OpenStreetMap History Data Analysis Framework
https://ohsome.org
GNU Lesser General Public License v3.0
111 stars 18 forks source link

Removing old test-files from git-history #347

Closed rtroilo closed 1 year ago

rtroilo commented 3 years ago

we have same very old and largely test-data files in our git history which lets our repository grow to the current size of 120mb. files in the history like the following could by wiped from the history to reduce our repository size:

I used this command from stackoverflow [1] to find those files

git rev-list --objects --all |
  git cat-file --batch-check='%(objecttype) %(objectname) %(objectsize) %(rest)' |
  sed -n 's/^blob //p' |
  sort --numeric-sort --key=2 |
  cut -c 1-12,41- |
  $(command -v gnumfmt || echo numfmt) --field=2 --to=iec-i --suffix=B --padding=7 --round=nearest

A good tool for wiping files from the git history could be

What do you think about this?

[1] https://stackoverflow.com/questions/10622179/how-to-find-identify-large-commits-in-git-history

joker234 commented 3 years ago

To remove them from master you have to rewrite the whole master history. For a public repo (with releases and forks) this is something which is strongly discouraged, even tough I would like to remove them. I'm pretty torn.

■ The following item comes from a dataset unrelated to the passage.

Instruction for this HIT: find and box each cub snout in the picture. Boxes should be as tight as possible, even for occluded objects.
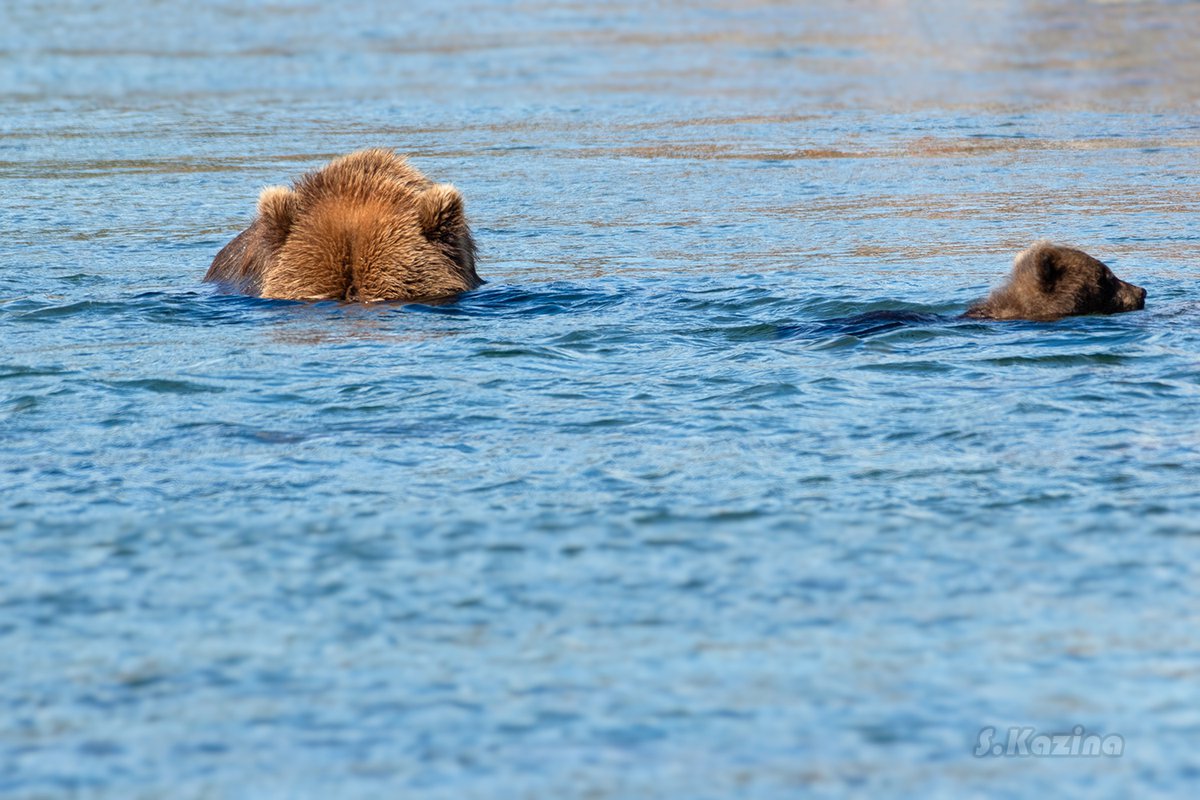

tyrasd commented 3 years ago

I believe the following 3 could be removed without (big) history-rewriting troubles, since they were not (yet) merged into master:

c41cd0fa27d3 5,5MiB oshdb-api/src/test/resources/update-test-data.mv.db c997c5c33936 5,8MiB oshdb-api/src/test/resources/test-update-data.mv.db 6683c395170b 6,0MiB oshdb-api/src/test/resources/test-update-data.mv.db

For the rest… I don't know. The 100MB+ repo size is not great, but rewriting history of the whole project (incl. all branches) is also quite troublesome.

We could just recommend people to create shallow clones when disk usage or slow connections are an issue (e.g. git clone --depth=1 https://github.com/GIScience/oshdb)?

$ git clone --depth=1 https://github.com/GIScience/oshdb
…
$ du -hs oshdb
7.9M    oshdb